Но он врал. Публично. На национальном канале.

Хотя я безоговорочно любила своего отца, это не мешало мне считать его самым бесчестным человеком, которого я когда-либо знала. В подростковом возрасте это было тяжело принять. Это все еще тяжело и во взрослой жизни.

В конце концов я перестала расспрашивать о Книге. Годам к двадцати я вообще перестала задавать вопросы. Больше десяти лет все оставалось невысказанным. Так было проще. К тому времени я уже поняла, что напряженное молчание для моей семьи по каким-то причинам комфортнее, чем возможность обсудить очевидную проблему.

Я попробовала снова за две недели до собственного тридцатилетия. И только потому, что знала – это мой последний шанс получить хоть какой-то ответ.

Мы знали, что отец долго не протянет – знали так давно, что я уже представляла себе этот момент. Была уверена, что он будет таким же, как наши бурные отношения – темные тучи в небе и трещины молний. И все же его последний вдох выдался на ясный апрельский день, когда солнце поднялось высоко в безупречно голубом небе, и его желтое сияние напоминало цветки форзиции за окном хосписа.

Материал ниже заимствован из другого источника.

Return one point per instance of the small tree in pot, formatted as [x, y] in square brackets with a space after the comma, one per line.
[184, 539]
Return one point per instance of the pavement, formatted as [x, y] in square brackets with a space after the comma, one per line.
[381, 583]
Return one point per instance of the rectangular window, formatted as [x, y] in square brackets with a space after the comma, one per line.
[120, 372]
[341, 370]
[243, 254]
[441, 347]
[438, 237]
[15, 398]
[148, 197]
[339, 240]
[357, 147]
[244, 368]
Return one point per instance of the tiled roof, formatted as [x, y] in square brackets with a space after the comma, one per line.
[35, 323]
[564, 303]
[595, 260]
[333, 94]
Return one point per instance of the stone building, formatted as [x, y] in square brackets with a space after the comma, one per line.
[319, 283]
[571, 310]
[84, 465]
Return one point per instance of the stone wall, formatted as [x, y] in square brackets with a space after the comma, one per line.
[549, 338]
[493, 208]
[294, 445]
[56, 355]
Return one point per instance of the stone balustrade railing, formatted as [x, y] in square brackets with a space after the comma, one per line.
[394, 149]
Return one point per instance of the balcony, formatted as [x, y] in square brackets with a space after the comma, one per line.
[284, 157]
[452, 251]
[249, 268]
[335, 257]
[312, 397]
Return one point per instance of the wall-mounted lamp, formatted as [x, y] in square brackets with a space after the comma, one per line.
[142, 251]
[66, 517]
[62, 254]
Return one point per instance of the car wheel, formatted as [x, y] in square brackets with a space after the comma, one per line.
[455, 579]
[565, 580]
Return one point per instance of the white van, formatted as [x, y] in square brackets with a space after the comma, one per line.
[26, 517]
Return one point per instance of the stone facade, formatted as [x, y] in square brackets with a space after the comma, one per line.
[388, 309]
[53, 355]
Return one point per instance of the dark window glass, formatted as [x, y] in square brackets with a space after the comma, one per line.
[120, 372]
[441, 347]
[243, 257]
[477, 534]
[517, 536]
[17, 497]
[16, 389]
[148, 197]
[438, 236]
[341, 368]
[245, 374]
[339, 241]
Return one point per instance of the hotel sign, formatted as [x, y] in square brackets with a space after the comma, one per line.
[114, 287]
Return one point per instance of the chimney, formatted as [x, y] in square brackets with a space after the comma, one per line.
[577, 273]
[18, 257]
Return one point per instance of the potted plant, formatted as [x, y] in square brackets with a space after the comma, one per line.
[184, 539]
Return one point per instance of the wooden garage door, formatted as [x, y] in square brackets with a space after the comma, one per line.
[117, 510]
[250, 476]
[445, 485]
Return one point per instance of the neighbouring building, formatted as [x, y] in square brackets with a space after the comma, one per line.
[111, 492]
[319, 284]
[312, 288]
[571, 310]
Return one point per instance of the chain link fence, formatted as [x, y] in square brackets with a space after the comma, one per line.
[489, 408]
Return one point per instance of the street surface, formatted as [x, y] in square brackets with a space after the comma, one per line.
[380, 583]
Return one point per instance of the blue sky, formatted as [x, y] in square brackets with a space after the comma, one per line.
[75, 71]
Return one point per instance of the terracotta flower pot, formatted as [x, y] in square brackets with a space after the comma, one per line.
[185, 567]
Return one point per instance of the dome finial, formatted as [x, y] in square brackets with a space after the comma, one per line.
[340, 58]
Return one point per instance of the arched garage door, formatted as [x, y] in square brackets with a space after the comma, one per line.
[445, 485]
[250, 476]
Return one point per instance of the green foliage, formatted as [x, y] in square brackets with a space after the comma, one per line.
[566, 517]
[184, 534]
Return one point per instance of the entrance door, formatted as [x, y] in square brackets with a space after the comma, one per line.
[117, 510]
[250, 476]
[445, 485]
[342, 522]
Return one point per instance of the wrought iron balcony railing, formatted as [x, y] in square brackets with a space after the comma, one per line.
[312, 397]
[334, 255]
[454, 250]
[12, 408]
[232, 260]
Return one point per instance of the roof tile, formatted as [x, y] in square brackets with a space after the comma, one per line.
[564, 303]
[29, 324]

В последние часы жизни отца я почти не разговаривала. Не знала, что сказать, и сомневалась, что отец поймет меня, даже если я заговорю. Он едва ли пришел в себя в последние часы и уж точно не был в сознании, когда капельница с морфием погрузила его в сонное оцепенение. Единственный момент ясности наступил для него менее чем за час до смерти – перемена настолько неожиданная, что я подумала, не уснула ли сама.